Rumsfeld Warns Syria, Iranian Badr Corps Not to Interfere in Iraq (Says Iraqis should memorize names, faces of "death squad" members) (950)
By Jacquelyn S. Porth Washington File Security Affairs Correspondent
Washington -- Defense Secretary Donald Rumsfeld sent a warning March 28 to two of Iraq's neighbors -- Syria and Iran -- not to interfere in coalition efforts to topple Saddam Hussein's regime.
He told reporters at the Pentagon that military supplies, including night vision equipment, are being sent into Iraq from Syria and "we would like it to stop" because any such assistance could result in the loss of lives and the prolongation of conflict. He also warned the Iranian-sponsored Badr Corps not to interfere with coalition military operations inside Iraq lest its members be considered "as combatants."
"We have information that shipments of military supplies are crossing the border from Syria into Iraq, including night vision goggles," said Rumsfeld, who described the transfers as "trafficking." Such deliveries "pose a direct threat to the lives of coalition forces," he added.
The United States considers this kind of trafficking to be "hostile acts," Rumsfeld said, "and will hold the government of Syria accountable for such shipments." The movement of military materiel and equipment between Syria and Iraq "vastly complicates our situation," he added.
Asked more about the Badr Corps, Rumsfeld said there are reports of numbers in the hundreds operating in Iraq and more on the other side of the border. He described the corps as "the military wing of the Supreme Council on Islamic Revolution in Iraq" and said it is "trained, equipped and directed by Iran's Islamic Revolutionary Guard." As yet, he said, the corps has not done anything that would be perceived by the coalition as hostile. But "the entrance into Iraq by military forces, intelligence personnel or proxies not under the direct operational control of [U.S. Central Command Commander] General [Tommy] Franks will be taken as a potential threat to coalition forces," he said.
Rumsfeld said the coalition would hold the Iranian government responsible for the corps' actions, and armed Badr corps members found in Iraq "will have to be treated as combatants."
[snip]
(The Washington File is a product of the Office of International Information Programs, U.S. Department of State. Web site: http://usinfo.state.gov)
What if one of the 'other considerations' is that the group in question is on the US' list of terrorist organizations?
Until this war began, the Mujahedeen Khalq was our enemy's friend -- they were in Iraq with Saddam's blessing, and he was their main benefactor.

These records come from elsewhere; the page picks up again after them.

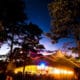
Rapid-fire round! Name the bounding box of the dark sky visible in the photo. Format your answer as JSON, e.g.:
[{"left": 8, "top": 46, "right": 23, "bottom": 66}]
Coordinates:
[
  {"left": 25, "top": 0, "right": 76, "bottom": 50},
  {"left": 26, "top": 0, "right": 52, "bottom": 32}
]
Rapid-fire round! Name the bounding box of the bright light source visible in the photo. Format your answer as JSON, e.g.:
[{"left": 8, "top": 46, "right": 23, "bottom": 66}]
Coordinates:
[{"left": 38, "top": 62, "right": 46, "bottom": 69}]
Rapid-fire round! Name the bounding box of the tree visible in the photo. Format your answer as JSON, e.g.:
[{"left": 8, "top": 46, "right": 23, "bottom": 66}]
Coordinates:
[
  {"left": 0, "top": 0, "right": 27, "bottom": 53},
  {"left": 47, "top": 0, "right": 80, "bottom": 56}
]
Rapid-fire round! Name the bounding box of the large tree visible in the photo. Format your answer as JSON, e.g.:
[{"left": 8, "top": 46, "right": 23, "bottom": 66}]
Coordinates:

Although the pro-MK bloc in Congress calls the organization pro-democracy, the group's ideology in truth appears to be a mixture of Islamism and Marxism (the combination of which was deemed unacceptable by the mullahs, thus ensuring the organization's exclusion from the government).
P.S. They supported the takeover of the U.S. Embassy in Teheran in 1979.
Resources supporting the terrorist organization designation:
Terrorism Q&A
TerrorismFiles.org
Terrorist Group Profiles
Then again, a website sponsored by the organization itself appears to indicate that they've softened a bit politically:
National Council of Resistance of Iran
Not sure what to think now. I do believe that there's more to this than meets the eye.